White House deputy press secretary Larry Speakes said this review will not begin until after the Justice Department completes its investigation of unanswered questions in the Allen case. The department said Tuesday that Allen violated no laws in receiving $1,000 from Japanese journalists that was intended as an honorarium for their interview with Nancy Reagan. But the department is still investigating Allen's acceptance of two watches, given him by either a Japanese friend or Japanese journalists who interviewed Mrs. Reagan, and errors in his financial disclosure statement.
Speakes' statement was the most complete White House declaration of hurdles Allen must clear to return to his job. For a time yesterday, the matter seemed far from clear as presidential advisers compounded confusion by issuing conflicting comments about the affair.
Presidential counselor Edwin Meese III, Allen's strongest defender within President Reagan's hierarchy, was asked while walking into a Washington hotel if he expects Allen to return if fully cleared by the Justice Department.
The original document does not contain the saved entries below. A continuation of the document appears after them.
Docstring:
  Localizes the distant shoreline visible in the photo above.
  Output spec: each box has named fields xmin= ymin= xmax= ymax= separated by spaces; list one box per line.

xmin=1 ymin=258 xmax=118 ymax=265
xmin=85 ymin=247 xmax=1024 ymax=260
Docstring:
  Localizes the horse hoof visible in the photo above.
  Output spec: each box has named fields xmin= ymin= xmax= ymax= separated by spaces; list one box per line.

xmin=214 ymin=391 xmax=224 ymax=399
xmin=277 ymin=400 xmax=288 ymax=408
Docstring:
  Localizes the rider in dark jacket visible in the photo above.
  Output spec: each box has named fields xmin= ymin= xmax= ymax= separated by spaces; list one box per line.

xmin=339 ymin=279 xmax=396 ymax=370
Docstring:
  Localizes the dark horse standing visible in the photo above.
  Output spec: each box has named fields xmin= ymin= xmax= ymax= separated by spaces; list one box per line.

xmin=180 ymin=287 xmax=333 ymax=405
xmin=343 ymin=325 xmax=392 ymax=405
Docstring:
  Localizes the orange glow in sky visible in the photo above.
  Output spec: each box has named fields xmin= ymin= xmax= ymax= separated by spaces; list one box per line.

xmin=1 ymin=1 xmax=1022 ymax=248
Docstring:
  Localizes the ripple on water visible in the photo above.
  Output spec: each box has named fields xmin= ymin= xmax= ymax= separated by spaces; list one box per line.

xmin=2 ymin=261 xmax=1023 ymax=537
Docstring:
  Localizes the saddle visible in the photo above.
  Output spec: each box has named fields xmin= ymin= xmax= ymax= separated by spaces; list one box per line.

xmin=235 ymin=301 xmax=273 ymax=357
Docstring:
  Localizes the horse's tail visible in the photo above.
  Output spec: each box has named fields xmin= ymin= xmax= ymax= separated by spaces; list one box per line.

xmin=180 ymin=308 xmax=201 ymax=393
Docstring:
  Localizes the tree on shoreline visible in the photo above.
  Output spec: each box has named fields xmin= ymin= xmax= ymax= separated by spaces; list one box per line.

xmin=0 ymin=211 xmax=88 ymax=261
"I certainly would think so, sure," Meese said, making no mention of a White House counsel's review. "I would see no reason why he shouldn't come back after this is all cleared up." This seemed to contradict the version Speakes offered in his daily news briefing. In late afternoon, Speakes said that his statement was indeed accurate and that Meese must have forgotten about the additional review to see whether White House regulations had been violated.
Mrs. Reagan, chief of staff James A. Baker III and his deputy, Michael K. Deaver, reportedly have urged that Allen be replaced for exercising bad judgment, even if he violated no laws.
After the Justice Department issues its final report, Speakes said, the office of White House counsel Fred Fielding "will review and make a recommendation as to whether any White House regulations were violated." He said Fielding will not personally be involved since he is a close friend of Allen and served as Allen's attorney when Allen was a business consultant prior to President Reagan's inauguration.
Allen's fate may rest on whether his White House colleagues believe his explanation that he received both watches before taking his White House job Jan. 20 and that they were given to him by an old friend, Mrs. Chizuko Tasake. The other version is that of Japanese journalist Fuyuko Kamisaka, who interviewed Mrs. Reagan.
Kamisaka has said she bought a gold watch and a silver watch, valued together at about $340. The gold watch was left at Allen's office Jan. 16, four days before the inauguration.
When the interview with Mrs. Reagan was concluded one day after the inauguration, she said, Allen was asked if he liked the gold watch or preferred the silver one. Allen said he would keep the gold watch and take the silver one, Kamisaka has said.
A White House official said the counsel's review will determine whether Allen violated either of two regulations: the "White House Standards of Conduct" or an executive order concerning receipt of gifts.
The official said the standards regulation provides that White House officials may not receive gifts valued at more than $35 or totaling more than $100 from any one source other than a relative.
Section 201 (a) of Executive Order 11222 says that "no employe shall . . . accept directly or indirectly any gift . . . of monetary value from any person . . . who is seeking to obtain . . . business . . .relationships with his agency . . . or has interests which may be substantially affected by the performance or nonperformance of his official duty."